7.0 records a far richer set of system events and continuous traces than before, so every report carries the surrounding context — not just what your app was doing, but what the device was doing around it.

System events capture discrete moments: activity lifecycle, configuration changes (orientation, locale, screen size), keyboard and IME state, input-device connect and disconnect, clipboard changes, memory-trim warnings, and foreground/background transitions. Continuous traces sample the environment over time: connectivity (Wi-Fi, cellular, Bluetooth, NFC), CPU and thermal state, RAM and process memory, frame rate, display state, screen brightness and orientation, power and charging, storage, and UI mode.

Breadcrumbs (experimental)

New in 7.0 — and currently experimental — breadcrumbs let you annotate the session timeline with your own structured events: navigation steps, feature-flag states, business checkpoints, or any signal that helps reconstruct what led to a bug. They sit alongside the SDK's built-in system events, carry arbitrary additional data, and can be filtered or redacted before they are recorded. We will keep refining the API as it stabilizes.

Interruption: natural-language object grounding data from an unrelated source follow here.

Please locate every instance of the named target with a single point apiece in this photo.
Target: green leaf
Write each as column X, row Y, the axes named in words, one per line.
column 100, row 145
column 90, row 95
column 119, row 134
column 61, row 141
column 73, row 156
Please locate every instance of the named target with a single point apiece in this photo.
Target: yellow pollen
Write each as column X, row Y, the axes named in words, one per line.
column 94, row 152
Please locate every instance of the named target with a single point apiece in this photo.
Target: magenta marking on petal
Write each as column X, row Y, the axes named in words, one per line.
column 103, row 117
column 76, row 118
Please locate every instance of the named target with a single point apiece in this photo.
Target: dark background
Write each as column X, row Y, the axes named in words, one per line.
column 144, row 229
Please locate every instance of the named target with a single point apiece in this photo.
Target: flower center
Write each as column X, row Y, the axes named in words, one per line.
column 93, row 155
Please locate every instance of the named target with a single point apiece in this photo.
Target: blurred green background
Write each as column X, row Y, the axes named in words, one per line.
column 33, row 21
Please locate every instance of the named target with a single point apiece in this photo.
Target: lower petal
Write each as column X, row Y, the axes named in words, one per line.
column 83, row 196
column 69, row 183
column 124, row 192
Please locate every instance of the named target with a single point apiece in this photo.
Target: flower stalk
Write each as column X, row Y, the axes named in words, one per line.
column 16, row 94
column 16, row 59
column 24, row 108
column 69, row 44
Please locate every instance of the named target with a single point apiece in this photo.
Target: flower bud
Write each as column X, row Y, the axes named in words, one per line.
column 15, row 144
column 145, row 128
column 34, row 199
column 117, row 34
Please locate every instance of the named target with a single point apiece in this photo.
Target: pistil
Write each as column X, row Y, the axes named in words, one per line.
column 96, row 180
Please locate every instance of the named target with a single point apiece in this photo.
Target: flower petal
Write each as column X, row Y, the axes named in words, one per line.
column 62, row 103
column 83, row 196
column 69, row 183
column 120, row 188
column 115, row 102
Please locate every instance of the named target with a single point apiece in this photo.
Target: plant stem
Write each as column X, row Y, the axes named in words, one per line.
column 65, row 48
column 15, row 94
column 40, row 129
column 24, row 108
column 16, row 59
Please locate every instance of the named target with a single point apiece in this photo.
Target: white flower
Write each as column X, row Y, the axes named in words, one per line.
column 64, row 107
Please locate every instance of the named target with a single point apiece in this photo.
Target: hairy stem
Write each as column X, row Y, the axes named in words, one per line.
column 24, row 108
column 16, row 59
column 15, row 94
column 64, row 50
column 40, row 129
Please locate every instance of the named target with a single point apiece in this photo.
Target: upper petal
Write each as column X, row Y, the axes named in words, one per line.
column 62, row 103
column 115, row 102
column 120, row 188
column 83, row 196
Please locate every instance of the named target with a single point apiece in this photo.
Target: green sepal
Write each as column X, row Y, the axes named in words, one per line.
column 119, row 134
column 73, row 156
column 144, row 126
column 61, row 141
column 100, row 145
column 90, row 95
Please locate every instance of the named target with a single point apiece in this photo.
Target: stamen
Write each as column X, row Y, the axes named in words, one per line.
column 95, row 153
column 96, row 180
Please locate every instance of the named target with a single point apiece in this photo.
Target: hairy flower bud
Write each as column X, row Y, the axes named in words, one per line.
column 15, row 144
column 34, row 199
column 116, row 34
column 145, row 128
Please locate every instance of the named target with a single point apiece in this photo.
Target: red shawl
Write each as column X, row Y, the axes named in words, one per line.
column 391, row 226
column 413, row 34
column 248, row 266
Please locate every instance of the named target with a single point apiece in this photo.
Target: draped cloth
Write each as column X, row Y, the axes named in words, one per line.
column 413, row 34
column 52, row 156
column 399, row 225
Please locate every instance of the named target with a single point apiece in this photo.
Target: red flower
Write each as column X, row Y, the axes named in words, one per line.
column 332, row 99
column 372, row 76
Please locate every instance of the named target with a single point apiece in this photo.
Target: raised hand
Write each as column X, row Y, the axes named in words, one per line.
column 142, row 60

A new Gradle plugin, and zero-setup initialization

7.0 introduces a dedicated Bugsee Gradle plugin that brings integration friction close to zero. It auto-adds the SDK and the optional modules you enable, and it instruments your app at build time to improve both the quality and the quantity of captured data — wiring up performance monitoring, log capture, network interception, and Compose privacy controls without hand-written glue code.

The SDK also initializes itself automatically at process start through a ContentProvider, before any of your code runs. There is no init call in Application.onCreate(), which means crashes during early startup are covered and there is nothing to forget. Manual initialization remains available if you need to defer or customize it.

Lighter, by design

For all the new capability, 7.0 is leaner than its predecessor. The rewrite was an opportunity to profile and remove inefficiencies accumulated over years, and to take real-time video encoding off the hot path — which also means dramatically less logcat noise during development. The net result is measurably lower CPU and memory use, and we publish the actual startup-overhead and memory figures for low- and high-end devices in the documentation so you can see the numbers for yourself.

A redesigned Feedback experience

The in-app feedback messenger — which lets your users chat directly with your team — has been rebuilt with a new, modern UI and now ships as its own optional module. Add it when you want it; leave it out when you do not.

Available now

Bugsee Android SDK 7.0 is generally available today. Integration guides, module references, the device-support overview, and the 6.x to 7.x migration guide are all in the Bugsee documentation.